Richard re-sets this ancient story as a mystery of sorts, set in the rural South during the Depression, and opens with a vignette of the titular canine visiting a local dump with his master, who is looking for discarded furniture to repair and sell. The dog is torn between the lure of his senses and the love of his master, but ultimately, chooses to follow and obey and is rewarded for it. It’s a compelling analogy to our relationship with God — but I was nervous: if the entire book were written in this way, it could be heavy-handed.
Thankfully, it isn’t. Instead, the opening scene sets the theme for the rest of the book, in which all of the major characters are conflicted in some way and are either moving toward their Master or further away.
Though the story is told in an easy and often humorous style, the subject matter is dark — the apparent mutilation and lynching of a teenage boy, rape and racism, and a tragic family cycle of alcoholism and abuse all figure into the tale, as does spiritual warfare as conducted by the old man’s unusual dog and a talented and world-wise traveling musician who may be Tobit’s cousin but doesn’t seem to be from “around here.”
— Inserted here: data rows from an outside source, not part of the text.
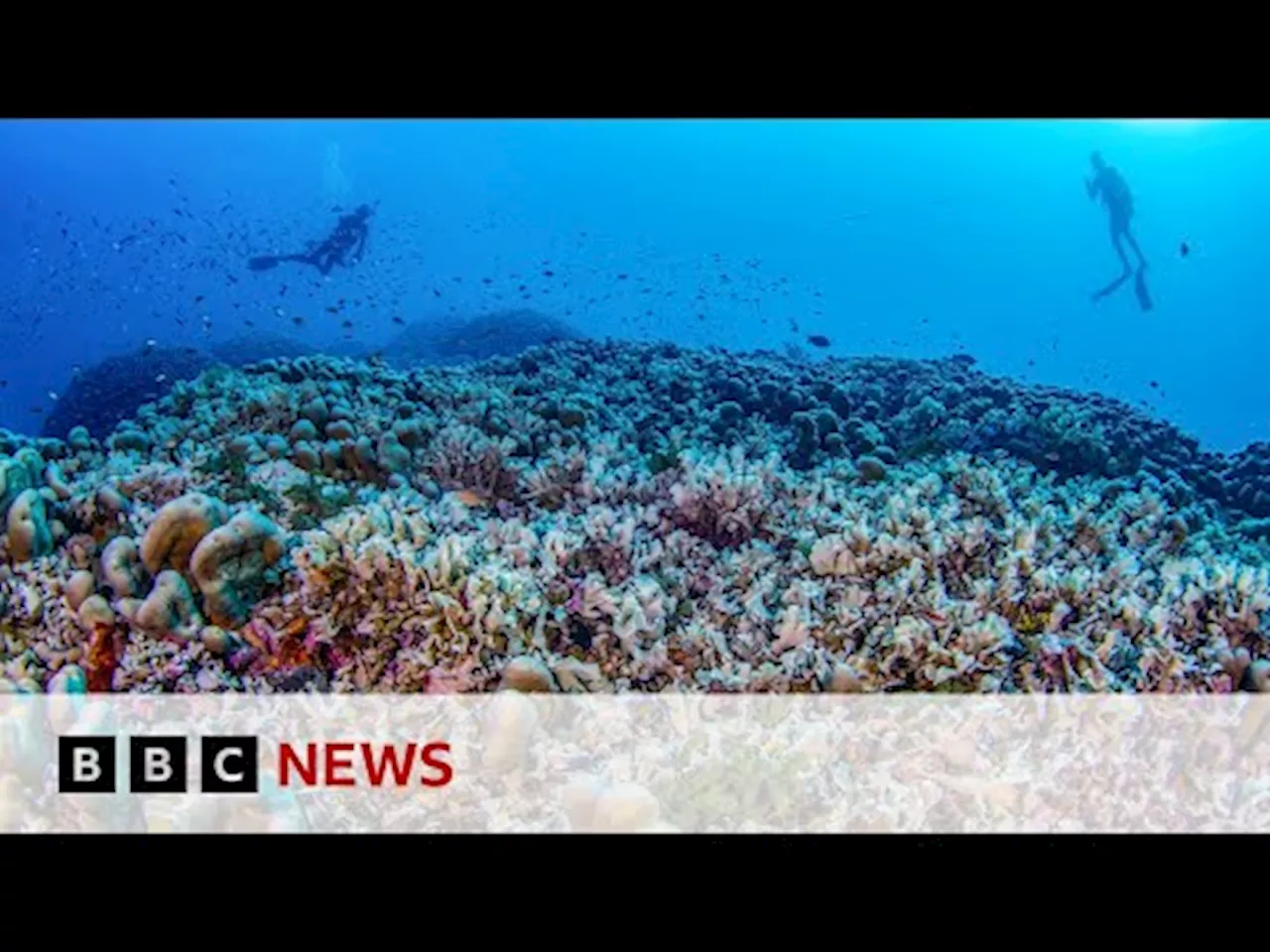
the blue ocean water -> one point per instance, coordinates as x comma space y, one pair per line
898, 238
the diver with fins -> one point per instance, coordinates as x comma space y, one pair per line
1109, 185
349, 236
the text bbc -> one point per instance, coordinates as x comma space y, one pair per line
231, 765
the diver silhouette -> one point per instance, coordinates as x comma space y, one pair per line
1110, 186
348, 236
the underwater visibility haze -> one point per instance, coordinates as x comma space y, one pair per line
634, 405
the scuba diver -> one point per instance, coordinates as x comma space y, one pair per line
349, 235
1110, 186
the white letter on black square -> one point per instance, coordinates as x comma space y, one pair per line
85, 765
230, 766
157, 765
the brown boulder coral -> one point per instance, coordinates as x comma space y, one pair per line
177, 531
122, 569
169, 610
230, 562
30, 536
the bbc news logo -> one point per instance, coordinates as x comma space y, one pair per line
231, 765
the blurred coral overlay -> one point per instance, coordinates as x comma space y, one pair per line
657, 763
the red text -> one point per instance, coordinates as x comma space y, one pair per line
335, 765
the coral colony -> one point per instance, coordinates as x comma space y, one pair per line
601, 517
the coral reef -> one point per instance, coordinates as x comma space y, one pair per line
598, 517
445, 340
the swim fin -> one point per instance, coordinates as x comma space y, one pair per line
1139, 289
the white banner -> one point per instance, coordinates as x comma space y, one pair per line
513, 762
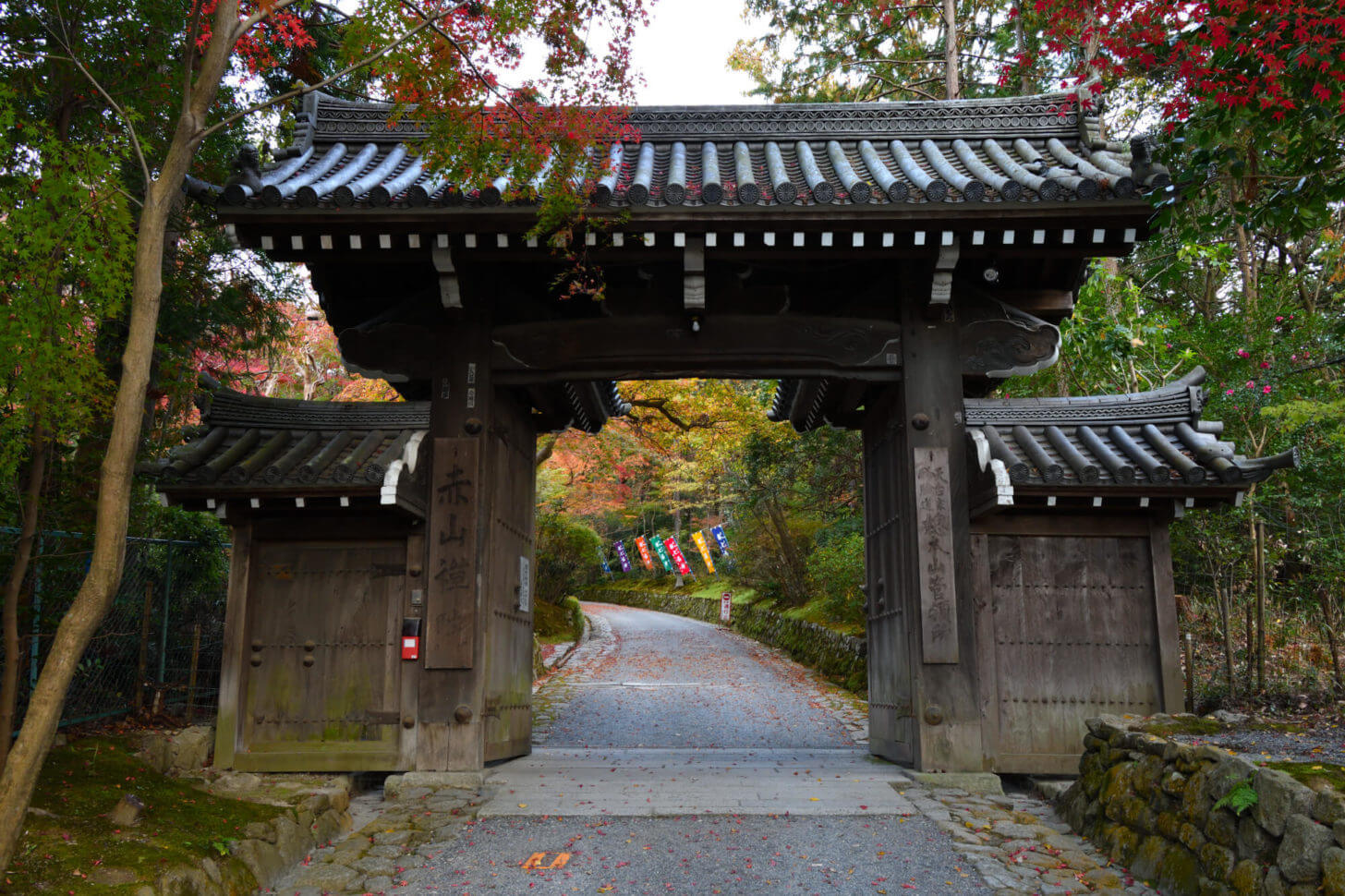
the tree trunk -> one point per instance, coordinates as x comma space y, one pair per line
1329, 618
1261, 606
14, 587
115, 474
1224, 612
951, 79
It is a Catholic book, featuring Catholic characters living their Catholic faith, but you don’t have to be Catholic, or even Christian, to follow the tale or enjoy it — and in fact, nearly all of the characters find themselves questioning their faith and why bad things happen to good folks. As a bonus, for those who know the Book of Tobit or the three archangels named in Scripture and celebrated today, there is a strong connection between the book and today’s feast — but that’s probably more fun to uncover after the fact. As for the novel, I recommend it highly!